Repeal Limits on Long-Term Care Partnerships. An inflexible federal law — the Omnibus Reconciliation Act of 1993 — effectively limited Long-Term Care Partnerships to the four states that already had pilot projects.229 The law also prevented other states from waiving the estate recovery requirement as an incentive for individuals to obtain qualifying long-term care policies.

New federal legislation allows states to begin to offer these incentives again. However, the federal government still needs to clarify a few remaining details, such as how individuals can retain protection when moving from one state to another. 230

Make Long-Term Care Premiums Tax-Deductible. Commercial long-term care insurance is available, but few seniors — and fewer working-age adults — purchase it, even though 40 percent of nursing home residents are under age 65. One reason is that long-term care insurance is not given the same tax treatment as other health insurance.

People can use their health savings accounts (HSAs) as well as their flexible spending accounts (FSAs) to pay a limited amount of long-term care premiums tax free.

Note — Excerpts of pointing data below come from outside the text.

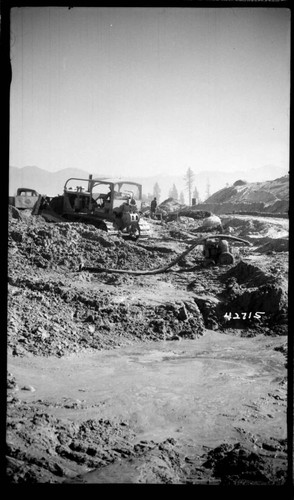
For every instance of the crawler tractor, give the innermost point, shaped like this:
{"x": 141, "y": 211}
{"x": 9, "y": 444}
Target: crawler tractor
{"x": 111, "y": 205}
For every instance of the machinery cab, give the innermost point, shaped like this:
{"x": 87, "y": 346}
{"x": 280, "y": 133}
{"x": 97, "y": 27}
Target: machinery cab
{"x": 26, "y": 198}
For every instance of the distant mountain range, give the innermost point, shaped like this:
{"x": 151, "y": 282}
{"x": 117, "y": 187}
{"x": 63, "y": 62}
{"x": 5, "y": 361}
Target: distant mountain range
{"x": 206, "y": 182}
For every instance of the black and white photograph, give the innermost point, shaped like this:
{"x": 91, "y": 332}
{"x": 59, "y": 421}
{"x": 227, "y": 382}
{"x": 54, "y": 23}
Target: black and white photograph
{"x": 148, "y": 245}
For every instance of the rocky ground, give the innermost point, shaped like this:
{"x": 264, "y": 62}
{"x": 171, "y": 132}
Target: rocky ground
{"x": 60, "y": 313}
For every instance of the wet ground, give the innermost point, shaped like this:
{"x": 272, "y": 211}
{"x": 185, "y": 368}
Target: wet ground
{"x": 142, "y": 379}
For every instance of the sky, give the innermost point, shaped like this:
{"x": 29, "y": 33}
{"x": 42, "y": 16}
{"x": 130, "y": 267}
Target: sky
{"x": 146, "y": 91}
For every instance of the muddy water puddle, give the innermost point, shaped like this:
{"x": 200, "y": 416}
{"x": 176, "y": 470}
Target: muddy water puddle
{"x": 199, "y": 391}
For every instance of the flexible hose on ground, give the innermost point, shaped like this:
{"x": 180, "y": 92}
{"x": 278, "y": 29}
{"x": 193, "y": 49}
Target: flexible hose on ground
{"x": 160, "y": 269}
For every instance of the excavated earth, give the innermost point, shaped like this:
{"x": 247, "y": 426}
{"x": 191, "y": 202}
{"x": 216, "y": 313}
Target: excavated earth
{"x": 140, "y": 378}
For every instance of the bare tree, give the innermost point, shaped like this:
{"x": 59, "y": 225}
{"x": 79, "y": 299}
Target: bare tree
{"x": 189, "y": 179}
{"x": 173, "y": 193}
{"x": 156, "y": 191}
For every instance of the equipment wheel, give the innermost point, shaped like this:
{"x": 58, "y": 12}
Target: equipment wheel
{"x": 226, "y": 258}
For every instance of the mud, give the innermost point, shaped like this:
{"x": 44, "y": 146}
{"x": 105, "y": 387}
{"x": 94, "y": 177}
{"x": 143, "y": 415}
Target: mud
{"x": 137, "y": 379}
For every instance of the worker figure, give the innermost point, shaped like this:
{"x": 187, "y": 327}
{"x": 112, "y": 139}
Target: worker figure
{"x": 153, "y": 207}
{"x": 77, "y": 204}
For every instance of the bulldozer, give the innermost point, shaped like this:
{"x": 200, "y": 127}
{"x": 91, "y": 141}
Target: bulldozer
{"x": 108, "y": 204}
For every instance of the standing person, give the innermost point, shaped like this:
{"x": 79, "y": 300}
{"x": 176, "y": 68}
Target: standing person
{"x": 153, "y": 207}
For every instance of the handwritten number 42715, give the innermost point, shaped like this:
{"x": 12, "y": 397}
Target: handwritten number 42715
{"x": 245, "y": 315}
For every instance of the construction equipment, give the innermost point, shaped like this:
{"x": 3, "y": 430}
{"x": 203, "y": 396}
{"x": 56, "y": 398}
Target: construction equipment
{"x": 216, "y": 248}
{"x": 111, "y": 205}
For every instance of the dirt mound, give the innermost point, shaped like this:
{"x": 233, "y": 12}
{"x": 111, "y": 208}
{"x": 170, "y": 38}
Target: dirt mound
{"x": 67, "y": 245}
{"x": 266, "y": 192}
{"x": 253, "y": 299}
{"x": 241, "y": 465}
{"x": 274, "y": 245}
{"x": 49, "y": 317}
{"x": 45, "y": 449}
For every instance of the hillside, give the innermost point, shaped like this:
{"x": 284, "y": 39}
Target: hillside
{"x": 51, "y": 183}
{"x": 274, "y": 193}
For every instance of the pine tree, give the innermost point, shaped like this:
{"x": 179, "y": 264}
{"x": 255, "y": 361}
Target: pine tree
{"x": 207, "y": 189}
{"x": 196, "y": 195}
{"x": 189, "y": 179}
{"x": 182, "y": 198}
{"x": 156, "y": 191}
{"x": 173, "y": 193}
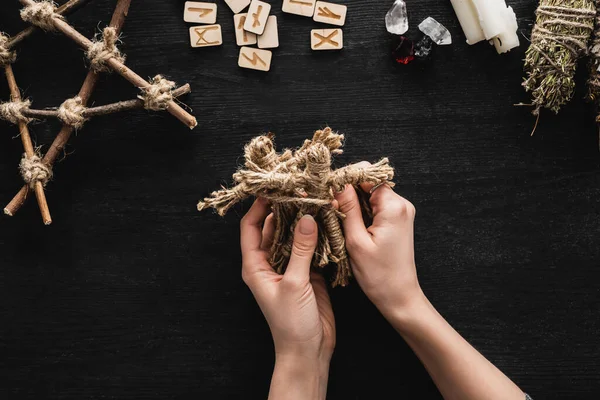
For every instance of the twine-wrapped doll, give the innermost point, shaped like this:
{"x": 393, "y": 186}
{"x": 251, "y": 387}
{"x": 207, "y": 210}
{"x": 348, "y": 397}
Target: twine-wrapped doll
{"x": 297, "y": 183}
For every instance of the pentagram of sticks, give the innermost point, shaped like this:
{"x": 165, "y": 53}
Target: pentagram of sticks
{"x": 104, "y": 56}
{"x": 297, "y": 183}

Unfortunately, many people don't have access to either HSAs or FSAs. And the amount of long-term care premiums that are non-taxable is limited based on age. For instance, individuals under 40 years of age can only deduct $260 per year while those 41 to 50 can deduct $490, 51-to 60-year-olds can deduct $980, 61-to 70-year-olds can deduct $2,600, and seniors over 70 can deduct $3,250. 231

Long-term care premiums are a medical expense under section 213(d) of the tax code, but those expenses are only deductible to the extent that they exceed 7.5 percent of adjusted gross income.